Она вспорхнула с места:
– Что случилось, Глеб? Скажи. Нет, правда, что случилось?
Он отвернулся от окна, широкая безмятежная улыбка раздвинула щёки. Но девушка на такие штучки не покупалась.
– Это… это связано с нами?
– Не знаю, – сказал Глеб. – Кажется, да.
Ира застыла посреди комнаты, готовая к сколь угодно страшной исповеди, увидев, что улыбку на лице Глеба заменило выражение грусти и сосредоточенности. Он подступил к девушке и принялся разглядывать ярко-розовый след у неё под губой.
– Только не расстраивайся, хорошо? Ничего такого тут нет. Обещай, что не будешь расстраиваться.
– Глеб!
Ире не терпелось узнать, в чём дело. Глеб сел на диван и похлопал ладонью справа от себя. Девушка устроилась рядом.
– Дело в том, что… Ничего плохого не случилось, честно. Просто мне не даёт покоя один вопрос.
– Ну?
Глеб наклонился и поцеловал её нос.
– Обо что бились мотыльки во времена динозавров?
– Мотыльки?
– Ну да. Доисторические. Обо что они колотились, когда не было электрических ламп или оконных стёкол? Мне очень интересно.
Ира сощурилась, качнула головой, еле сдерживая смех.
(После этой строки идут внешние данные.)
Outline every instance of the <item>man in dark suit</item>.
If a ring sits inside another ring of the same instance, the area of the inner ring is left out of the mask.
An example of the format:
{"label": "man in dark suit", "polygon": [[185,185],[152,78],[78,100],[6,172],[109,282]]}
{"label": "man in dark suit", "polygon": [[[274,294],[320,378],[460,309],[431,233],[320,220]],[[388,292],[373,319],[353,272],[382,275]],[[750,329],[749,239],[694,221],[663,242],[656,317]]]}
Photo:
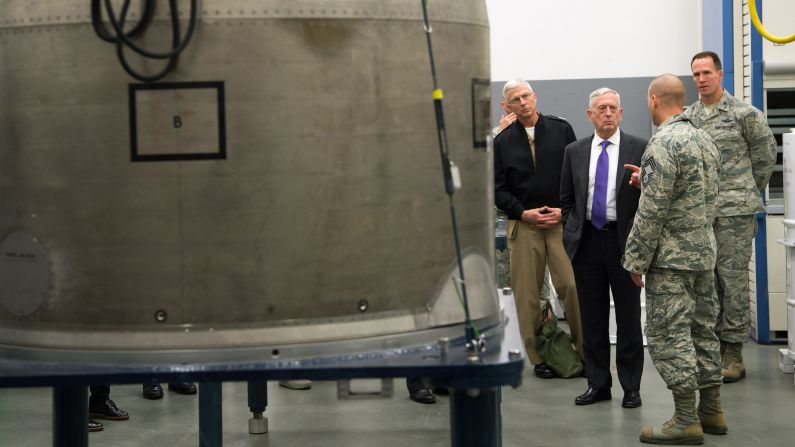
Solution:
{"label": "man in dark suit", "polygon": [[621,98],[608,88],[590,95],[588,119],[596,131],[566,146],[560,183],[565,222],[563,245],[572,261],[585,350],[588,389],[575,399],[588,405],[612,398],[610,388],[610,291],[615,302],[616,368],[622,405],[639,407],[643,372],[640,288],[621,267],[640,190],[630,185],[646,140],[621,132]]}

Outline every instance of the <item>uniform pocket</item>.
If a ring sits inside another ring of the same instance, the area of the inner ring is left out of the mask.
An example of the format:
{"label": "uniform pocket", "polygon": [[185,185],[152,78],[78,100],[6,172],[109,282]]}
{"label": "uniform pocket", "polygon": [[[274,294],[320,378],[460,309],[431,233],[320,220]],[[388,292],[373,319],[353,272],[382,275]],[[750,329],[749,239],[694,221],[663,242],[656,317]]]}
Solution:
{"label": "uniform pocket", "polygon": [[519,231],[519,221],[518,220],[509,220],[508,221],[508,239],[514,240],[516,239],[516,232]]}

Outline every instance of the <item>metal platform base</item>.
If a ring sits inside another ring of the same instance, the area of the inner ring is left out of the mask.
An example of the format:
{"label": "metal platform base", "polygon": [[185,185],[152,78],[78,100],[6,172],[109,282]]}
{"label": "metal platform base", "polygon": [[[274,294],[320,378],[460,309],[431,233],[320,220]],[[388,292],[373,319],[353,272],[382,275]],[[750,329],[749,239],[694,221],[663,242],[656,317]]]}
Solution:
{"label": "metal platform base", "polygon": [[[268,380],[345,380],[383,377],[427,377],[433,387],[450,390],[451,445],[501,446],[500,387],[519,386],[524,348],[513,296],[501,295],[500,324],[483,331],[486,350],[468,358],[465,341],[457,339],[379,352],[297,360],[245,363],[162,364],[149,366],[77,365],[0,360],[0,387],[53,387],[53,445],[87,447],[88,386],[199,382],[199,446],[223,445],[221,384],[249,382],[254,432],[267,432],[263,417]],[[254,433],[252,432],[252,433]]]}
– Дурашка ты, – сказала она. – Думаешь, это весело – пугать меня так?
– Да. Судя по тому, как дёргаются уголки твоих губ.
– Это потому что я злюсь. Да-да. Я на самом деле перепугалась за тебя. Думала, что-то случилось.
– Дорогая, мотылькам в ту пору приходилось очень туго.
– Я за тебя беспокоилась.
– У них не было никаких развлечений. Нет, ты только подумай, никаких развлечений!
– Дурашка. Что-то случилось, не отрицай.
– Случилось? Каждый день что-то да случается. Начинается третья мировая война, из космоса приближается нечто страшное, люди применяют химическое оружие и ходят потом с гнойниками…
– Перестань. Что ты плетёшь? Это не смешно.
– …и раком кожи…
– Ладно-ладно, я поняла. Не хочешь говорить.
Глеб улыбнулся рассеянно, обнял её, посмотрел в глаза.
– Люблю тебя, – сказал он. – А спектакль был шикарный, несмотря на ту швабру.
Ира обмякла в его объятьях и засмеялась.
– Мотыльки, значит. Когда же ты повзрослеешь?
– Годам к сорока, думаю.
Она взвинтилась с напускным возмущением.
– Что-о? Предлагаешь мне ждать ещё двадцать лет?
– Придётся, куда ж деваться.
– Ах ты…
Ира схватила с дивана пухлую думку и с размаху швырнула в Глеба. Тот неуклюже увильнул, подушечка свистнула возле уха и немедленно понеслась обратно. Коснулась плеча Иры, затем упала на ковёр. Ира нагнулась, чтобы её подобрать, а Глеб, издав боевой клич, метнулся к девушке. Столкнулись, не устояли на ногах и шлёпнулись на пол. Некоторое время они продолжали шуточную схватку, лёжа в солнечном пятне. Затем обессилели, растянулись рядом, покатываясь со смеху.
Когда смешки осеклись, Глеб вслушался в уличный шум. Глухие удары мяча о землю и мальчишечьи выкрики все ещё доносились до слуха.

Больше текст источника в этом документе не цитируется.